Moving between research/development and production is straightforward with Kubetorch. Even though Kubetorch lets you run code identically anywhere, there are two different principal concerns to optimize for:

  • Local development: Fast development and experimentation, where local edits to your repo and any necessary packages to install or setup commands to run are all able to propagate quickly to your remote compute running at scale on Kubernetes.
  • Production: Execution is exactly reproducible, with all program code, dependencies, and environment setup already pre-installed on your Docker image.

Development with Fast Iteration Loops

During development, the goal is near-instant feedback on changes. As we note in Dev Workflow, you can resync local changes to remote in less than 2 seconds.

You also need to modify the environment without rebuilding Docker images for new libraries. Kubetorch’s Compute class accepts an image argument for execution. In iterative development, you can start with a base image and add installs or commands interactively. Chaining commands to kt.Image() lets you extend images without rebuilding, repulling, or relaunching pods, keeping your iteration loops fast.

Research to Production

With Kubetorch, any program you develop locally is instantly production-ready, with no translation or handoff required. Kubetorch separates the “what” of a program (its code, compute requirements, and image) from the “how” and “when” (scheduling, retries, and notifications). Development and production share the same underlying code, and production is simply wherever you choose to run it.

This can be as simple as running your program on a scheduler in GitHub Actions or GitLab CI. Alternatively, you can package your program into a Docker image with Kubetorch, which can run anywhere with access to your Kubetorch Kubernetes cluster.

Research to Production with Kubetorch

There are a few other considerations for production that we think teams should consider for best-practice development.

Branching by Environment

Teams using Kubetorch frequently use environment variables to specify whether code is running in production mode. For instance, here, we'd assume that the env var "ENVIRONMENT" will be set to "PROD" in the production environment / CI.

import os prod = os.environ.get("ENVIRONMENT") == "PROD"

Image Definition

In production, you likely want to ensure that all dependencies, environment variables, and setup steps have already been baked into the image itself. As an example, running pip installs that depend on public package registries would not guarantee reproducibility, even if you pin the version.

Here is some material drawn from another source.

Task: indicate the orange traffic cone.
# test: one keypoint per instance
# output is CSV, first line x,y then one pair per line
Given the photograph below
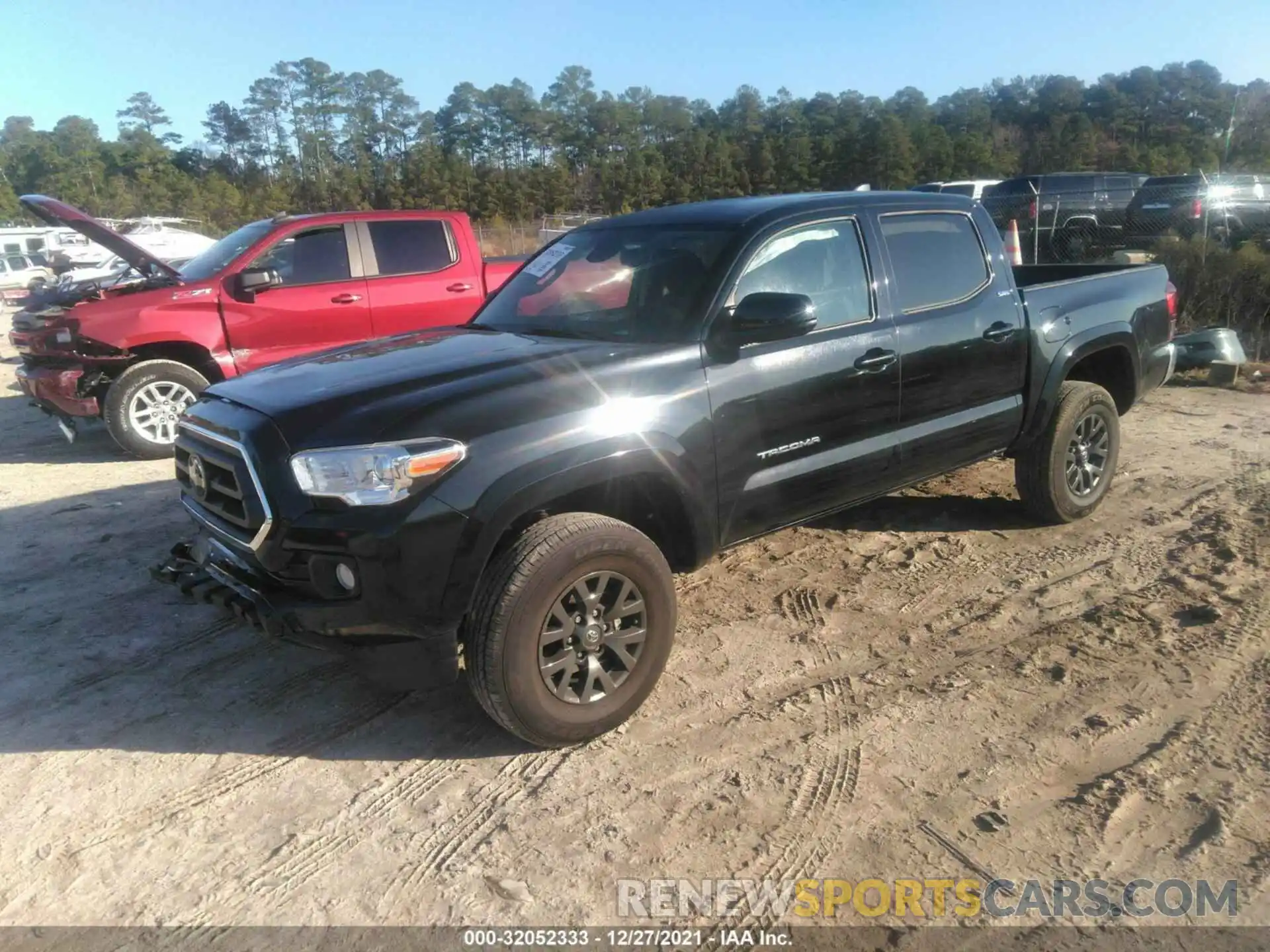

if prod: base_image = kt.Image(image_id="prod_docker_image") else: base_image = kt.Image() .from_docker("prod_docker_image") .sync_package("path/to/local/other_package") .pip_install("other_package") .pip_install("pip_package==0.2.0") .set_env_vars({"var: VAR"})

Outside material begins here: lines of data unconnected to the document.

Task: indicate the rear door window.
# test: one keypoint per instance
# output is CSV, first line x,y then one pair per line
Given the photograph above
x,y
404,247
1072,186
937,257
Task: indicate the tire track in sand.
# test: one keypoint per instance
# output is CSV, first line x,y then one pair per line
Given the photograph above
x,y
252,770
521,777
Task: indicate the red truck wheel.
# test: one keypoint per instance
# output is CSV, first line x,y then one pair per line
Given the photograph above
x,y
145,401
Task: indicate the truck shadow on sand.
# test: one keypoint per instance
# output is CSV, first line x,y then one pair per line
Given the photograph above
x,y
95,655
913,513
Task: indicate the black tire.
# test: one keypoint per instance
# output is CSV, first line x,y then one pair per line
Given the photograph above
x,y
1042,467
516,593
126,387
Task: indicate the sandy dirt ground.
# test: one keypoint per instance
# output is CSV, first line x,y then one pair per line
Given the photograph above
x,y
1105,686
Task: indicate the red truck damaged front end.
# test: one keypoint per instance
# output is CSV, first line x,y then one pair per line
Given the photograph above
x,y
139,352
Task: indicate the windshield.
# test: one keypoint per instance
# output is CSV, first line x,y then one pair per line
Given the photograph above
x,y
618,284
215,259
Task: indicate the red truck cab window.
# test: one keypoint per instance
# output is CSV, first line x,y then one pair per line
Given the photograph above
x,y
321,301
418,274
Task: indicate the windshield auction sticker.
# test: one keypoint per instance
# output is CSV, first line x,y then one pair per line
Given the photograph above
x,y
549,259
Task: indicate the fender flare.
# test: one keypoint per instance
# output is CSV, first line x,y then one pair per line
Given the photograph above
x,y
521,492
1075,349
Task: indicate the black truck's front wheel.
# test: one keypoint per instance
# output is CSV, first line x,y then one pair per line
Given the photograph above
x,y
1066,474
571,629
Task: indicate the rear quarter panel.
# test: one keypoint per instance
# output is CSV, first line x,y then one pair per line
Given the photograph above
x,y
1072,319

Compute Definition and Flag

In the Compute construction, there is a flag freeze to differentiate between a development and research setting. The freeze flag signals to freeze the state of the compute config, and not sync over any local code changes or make updates to the base Docker image. This guarantees what is in the Docker image already will run. As noted earlier, in the development case, with freeze=False or unset, when we call .to(compute), the local train_fn, will be synced over onto the pod in under 2 seconds.

compute = kt.Compute(cpus=".1", image=base_image, freeze=prod)

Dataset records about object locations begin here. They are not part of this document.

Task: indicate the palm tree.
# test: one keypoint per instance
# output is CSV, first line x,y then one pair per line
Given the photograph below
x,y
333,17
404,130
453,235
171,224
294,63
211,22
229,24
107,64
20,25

Creating and running the function is identical in either case.

Summary

To aggregate all the steps described above, this is simple code branching for research and production:

import kubetorch as kt from my_repo import train_fn if __name__ == "__main__": prod = os.environ.get("ENVIRONMENT") == "PROD" if prod: base_image = kt.Image(image_id="prod_docker_image") else: base_image = kt.Image(image_id="prod_docker_image") .sync_package("path/to/local/other_package") .pip_install("other_package") ... # any other differing setup steps to override compute = kt.Compute(cpus=".1", image=base_image, freeze=prod) remote_train = kt.fn(train_fn).to(compute)

Production to Research

Making research-to-production easy also makes production-to-research simple. This is important for two reasons: debugging and enhancements.

For debugging, reproducing a production error locally is straightforward. Check out the production code, hit the bug, and make changes immediately. Once fixed, push the updates through CI.

For enhancements, any team member, even a new intern, can check out the code and start improving training or pipelines locally. Everything is captured in code, so there are no hidden steps or rework required.